Another suggestion I have is to rewrite the procedures for file logging and transferring, and for faxing. We made a lot of revisions ourselves. We never looked at the ESC team's steps, so that really doesn't need to be in our procedures. I don't think they were really concerned with ours, either. Mike asked Ron to stop giving us the CCFs, since we didn't need them for anything. We only had bits and pieces of the paths to FTP the images to, and we didn't have the IP or username or password in our procedure. When the network crashed, it took KidSat a while to set the FTP back up again. I think it's important for us to have details like these in case of an emergency.
 
I would like to end my summary on a positive note. I feel very fortunate to have met Skip Reymann (Flight Team, JPL engineer). He had nothing but good to say about the students he met through his involvement with KidSat. He told one of the reporters that this mission was the most satisfying one he had ever worked on. I have a lot of respect for him and I place a lot of value on his opinion. I personally think it speaks very well of KidSat that he said that. 

I have really enjoyed working with KidSat, and I want to thank everyone who helped the program.

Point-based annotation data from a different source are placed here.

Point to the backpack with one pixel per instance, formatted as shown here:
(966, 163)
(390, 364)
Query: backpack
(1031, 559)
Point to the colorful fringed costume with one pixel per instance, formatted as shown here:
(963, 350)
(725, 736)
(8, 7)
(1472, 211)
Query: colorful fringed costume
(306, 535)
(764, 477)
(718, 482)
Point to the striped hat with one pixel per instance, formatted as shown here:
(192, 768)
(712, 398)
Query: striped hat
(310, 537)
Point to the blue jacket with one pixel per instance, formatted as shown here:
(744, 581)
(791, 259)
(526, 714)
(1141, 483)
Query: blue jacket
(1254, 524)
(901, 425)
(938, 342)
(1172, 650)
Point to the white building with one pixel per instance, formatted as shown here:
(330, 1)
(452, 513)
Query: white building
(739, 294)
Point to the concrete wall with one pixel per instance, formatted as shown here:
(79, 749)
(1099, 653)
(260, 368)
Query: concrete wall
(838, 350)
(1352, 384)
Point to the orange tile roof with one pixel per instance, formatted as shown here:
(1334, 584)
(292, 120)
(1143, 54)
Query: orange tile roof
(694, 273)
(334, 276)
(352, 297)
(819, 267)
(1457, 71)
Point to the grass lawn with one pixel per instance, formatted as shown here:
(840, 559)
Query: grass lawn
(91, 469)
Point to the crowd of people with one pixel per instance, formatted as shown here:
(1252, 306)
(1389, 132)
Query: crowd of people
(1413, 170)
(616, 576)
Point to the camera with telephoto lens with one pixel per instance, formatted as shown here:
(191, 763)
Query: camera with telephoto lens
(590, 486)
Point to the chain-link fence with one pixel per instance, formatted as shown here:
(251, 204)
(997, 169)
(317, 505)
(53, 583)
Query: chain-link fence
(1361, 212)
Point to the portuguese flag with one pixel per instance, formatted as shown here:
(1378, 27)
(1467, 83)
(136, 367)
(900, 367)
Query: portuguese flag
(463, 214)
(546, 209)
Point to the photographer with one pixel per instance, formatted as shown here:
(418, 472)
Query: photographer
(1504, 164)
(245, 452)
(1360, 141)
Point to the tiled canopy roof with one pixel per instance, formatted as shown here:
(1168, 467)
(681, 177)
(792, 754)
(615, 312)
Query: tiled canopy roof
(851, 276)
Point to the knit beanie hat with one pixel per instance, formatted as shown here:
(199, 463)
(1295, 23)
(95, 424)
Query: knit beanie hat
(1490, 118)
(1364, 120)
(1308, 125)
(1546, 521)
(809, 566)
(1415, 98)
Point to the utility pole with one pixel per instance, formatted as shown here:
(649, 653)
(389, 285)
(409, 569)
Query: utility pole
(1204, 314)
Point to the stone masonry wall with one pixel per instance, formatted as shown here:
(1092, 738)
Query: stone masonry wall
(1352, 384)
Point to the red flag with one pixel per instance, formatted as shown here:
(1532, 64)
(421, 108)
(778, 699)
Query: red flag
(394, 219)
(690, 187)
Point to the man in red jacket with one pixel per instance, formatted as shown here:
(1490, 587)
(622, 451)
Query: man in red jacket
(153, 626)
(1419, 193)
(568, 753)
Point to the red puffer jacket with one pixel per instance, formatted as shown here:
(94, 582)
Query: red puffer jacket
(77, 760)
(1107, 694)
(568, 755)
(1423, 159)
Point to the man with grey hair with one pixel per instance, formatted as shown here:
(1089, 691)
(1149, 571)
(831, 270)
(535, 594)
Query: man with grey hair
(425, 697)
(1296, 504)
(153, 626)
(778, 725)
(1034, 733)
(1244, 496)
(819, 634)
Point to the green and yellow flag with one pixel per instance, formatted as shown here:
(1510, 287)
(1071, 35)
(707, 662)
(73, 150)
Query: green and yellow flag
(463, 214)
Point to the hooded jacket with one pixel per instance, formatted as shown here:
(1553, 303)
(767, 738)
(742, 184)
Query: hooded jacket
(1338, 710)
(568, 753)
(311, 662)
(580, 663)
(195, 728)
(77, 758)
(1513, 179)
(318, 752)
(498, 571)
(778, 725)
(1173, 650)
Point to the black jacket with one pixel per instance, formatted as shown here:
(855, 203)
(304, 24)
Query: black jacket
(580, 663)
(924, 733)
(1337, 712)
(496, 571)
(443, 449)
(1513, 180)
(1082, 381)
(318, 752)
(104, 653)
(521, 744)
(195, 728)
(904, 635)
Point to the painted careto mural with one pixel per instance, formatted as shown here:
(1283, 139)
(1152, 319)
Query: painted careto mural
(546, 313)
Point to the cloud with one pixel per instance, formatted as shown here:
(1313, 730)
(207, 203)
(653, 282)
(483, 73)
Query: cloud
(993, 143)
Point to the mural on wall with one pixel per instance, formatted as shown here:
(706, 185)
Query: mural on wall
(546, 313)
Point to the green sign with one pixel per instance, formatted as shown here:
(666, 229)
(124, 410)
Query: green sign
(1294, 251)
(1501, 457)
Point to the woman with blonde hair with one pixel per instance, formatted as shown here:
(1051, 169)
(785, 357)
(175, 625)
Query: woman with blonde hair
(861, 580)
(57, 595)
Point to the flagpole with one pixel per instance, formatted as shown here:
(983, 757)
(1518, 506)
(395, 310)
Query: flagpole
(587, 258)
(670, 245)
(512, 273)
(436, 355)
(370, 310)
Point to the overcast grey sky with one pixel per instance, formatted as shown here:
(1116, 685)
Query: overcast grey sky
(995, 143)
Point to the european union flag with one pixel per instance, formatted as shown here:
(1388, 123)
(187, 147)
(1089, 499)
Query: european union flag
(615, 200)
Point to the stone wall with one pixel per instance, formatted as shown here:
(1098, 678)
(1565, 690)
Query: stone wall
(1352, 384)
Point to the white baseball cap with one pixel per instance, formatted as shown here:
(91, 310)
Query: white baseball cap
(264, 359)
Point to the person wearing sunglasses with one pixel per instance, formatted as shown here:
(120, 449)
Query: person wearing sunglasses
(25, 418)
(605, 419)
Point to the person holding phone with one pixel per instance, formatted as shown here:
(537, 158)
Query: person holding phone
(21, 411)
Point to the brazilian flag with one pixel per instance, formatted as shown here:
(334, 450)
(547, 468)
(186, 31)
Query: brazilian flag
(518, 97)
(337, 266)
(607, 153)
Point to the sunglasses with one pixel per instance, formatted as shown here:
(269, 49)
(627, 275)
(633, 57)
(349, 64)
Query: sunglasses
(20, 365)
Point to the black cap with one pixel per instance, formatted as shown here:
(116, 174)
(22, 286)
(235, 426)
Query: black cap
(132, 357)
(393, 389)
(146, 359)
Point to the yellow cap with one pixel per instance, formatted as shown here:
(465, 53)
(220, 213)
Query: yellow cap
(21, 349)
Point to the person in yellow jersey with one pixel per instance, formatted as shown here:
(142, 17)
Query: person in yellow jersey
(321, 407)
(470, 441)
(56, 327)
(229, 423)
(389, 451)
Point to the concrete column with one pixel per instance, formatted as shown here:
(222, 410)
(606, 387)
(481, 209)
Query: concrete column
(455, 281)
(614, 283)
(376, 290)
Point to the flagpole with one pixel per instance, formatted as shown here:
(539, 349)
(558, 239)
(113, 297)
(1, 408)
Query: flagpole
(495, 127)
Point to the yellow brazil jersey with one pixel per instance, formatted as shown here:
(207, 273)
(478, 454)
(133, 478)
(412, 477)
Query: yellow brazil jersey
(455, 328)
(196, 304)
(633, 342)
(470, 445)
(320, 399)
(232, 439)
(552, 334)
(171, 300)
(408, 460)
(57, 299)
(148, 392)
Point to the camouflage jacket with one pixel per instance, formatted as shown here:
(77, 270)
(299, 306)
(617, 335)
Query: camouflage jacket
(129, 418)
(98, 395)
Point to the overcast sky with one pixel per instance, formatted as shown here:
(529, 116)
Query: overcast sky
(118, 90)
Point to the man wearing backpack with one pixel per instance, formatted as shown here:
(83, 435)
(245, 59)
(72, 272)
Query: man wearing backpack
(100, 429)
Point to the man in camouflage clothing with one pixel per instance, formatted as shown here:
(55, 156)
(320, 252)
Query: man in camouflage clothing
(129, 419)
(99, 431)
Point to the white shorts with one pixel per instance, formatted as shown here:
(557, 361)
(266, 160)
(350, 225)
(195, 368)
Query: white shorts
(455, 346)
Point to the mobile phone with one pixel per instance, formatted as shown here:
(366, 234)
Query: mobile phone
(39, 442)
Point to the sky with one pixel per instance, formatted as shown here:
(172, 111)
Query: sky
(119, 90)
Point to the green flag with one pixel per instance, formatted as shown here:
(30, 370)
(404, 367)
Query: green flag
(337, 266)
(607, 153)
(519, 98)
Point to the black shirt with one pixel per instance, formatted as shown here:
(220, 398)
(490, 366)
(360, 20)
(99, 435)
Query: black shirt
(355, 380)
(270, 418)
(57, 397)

I really think this is special. I hope every kid has the opportunity to learn from space with KidSat. I know it will be hard since I'm going to college next year, but I hope to stay involved with KidSat in the future. KidSat has been good to me (and for me), and I think it can be so much more for the kids it was designed to teach.
 
8.1.7 A day in the Life of the Gateway
Dan Barstow, Teacher Education Resource Center, KidSat CCDT

I am now at the UCSD Gateway. The undergraduate students here are very focused on their work. They're getting ready for the second session with the KidSat camera. It's almost like the quiet focus of a golf tournament. In the Gateway room, the students are at their stations, each concentrating on his or her screen, getting the latest data from the shuttle, communicating status reports, asking questions of other stations-this is the real thing, now. It's especially impressive knowing that six months ago this room was empty, and that all of this was designed and built by these students--and it's working. In another room, students are communicating with schools, receiving image requests, cross-checking the METs, locations and environmental data, and preparing the request files to be sent to the shuttle. And in a third room, there is an exact duplicate of the KidSat camera and Thinkpad, with the same image request files. When this camera clicks, the camera on the shuttle should be clicking. 

Now the daylight part of the orbit is done. We wait anxiously for the downlink from the shuttle. We know the pre-Mir session worked, now let's hope this does. The file is received at JSC, then at UCSD and JPL. A seemingly endless format conversion takes place, and then the image appears. It looks like clouds, and there's not much land to confirm the location (to recalibrate the METs if necessary). Sally comes in. Can we at least figure out of this is the 180 mm lens? We can't tell for sure, but the cloud patterns do look larger, so we guess (until we can confirm with a land image) that it is the 180 mm.